I have data on spells (hospital stays), each with a start and end date, but I want to count the number of days spent in hospital for calendar months. Of course, this number can be zero for months not appearing in a spell. But I cannot just attribute the length of each spell to the starting month, as longer spells run over to the following month (or more).
Basically, it would suffice for me if I could cut spells at turn-of-month datetimes, getting from the data in the first example to the data in the second:
id start end
1 2011-01-01 10:00:00 2011-01-08 16:03:00
2 2011-01-28 03:45:00 2011-02-04 15:22:00
3 2011-03-02 11:04:00 2011-03-05 05:24:00
id start end month stay
1 2011-01-01 10:00:00 2011-01-08 16:03:00 2011-01 7
2 2011-01-28 03:45:00 2011-01-31 23:59:59 2011-01 4
2 2011-02-01 00:00:00 2011-02-04 15:22:00 2011-02 4
3 2011-03-02 11:04:00 2011-03-05 05:24:00 2011-03 3
I read up on the Time Series / Date functionality of pandas, but I do not see a straightforward solution to this. How can one accomplish the slicing?
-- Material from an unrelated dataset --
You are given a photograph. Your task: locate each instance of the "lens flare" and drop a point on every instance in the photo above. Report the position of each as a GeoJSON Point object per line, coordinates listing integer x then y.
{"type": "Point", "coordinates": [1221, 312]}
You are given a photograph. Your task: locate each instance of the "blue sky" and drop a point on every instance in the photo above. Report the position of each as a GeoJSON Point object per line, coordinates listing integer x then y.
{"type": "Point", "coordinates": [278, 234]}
It's simpler than you think: just subtract the dates. The result is a time span. See Add column with number of days between dates in DataFrame pandas
You even get to do this for the entire frame at once: http://pandas.pydata.org/pandas-docs/stable/generated/pandas.DataFrame.subtract.html
Update, now that I understand the problem better. Add a new column: take the spell's end date; if the start date is in a different month, then set this new date's day to 01 and the time to 00:00.
This is the cut DateTime you can use to compute the portion of the stay attributable to each month. cut - start is the first month; end - cut is the second.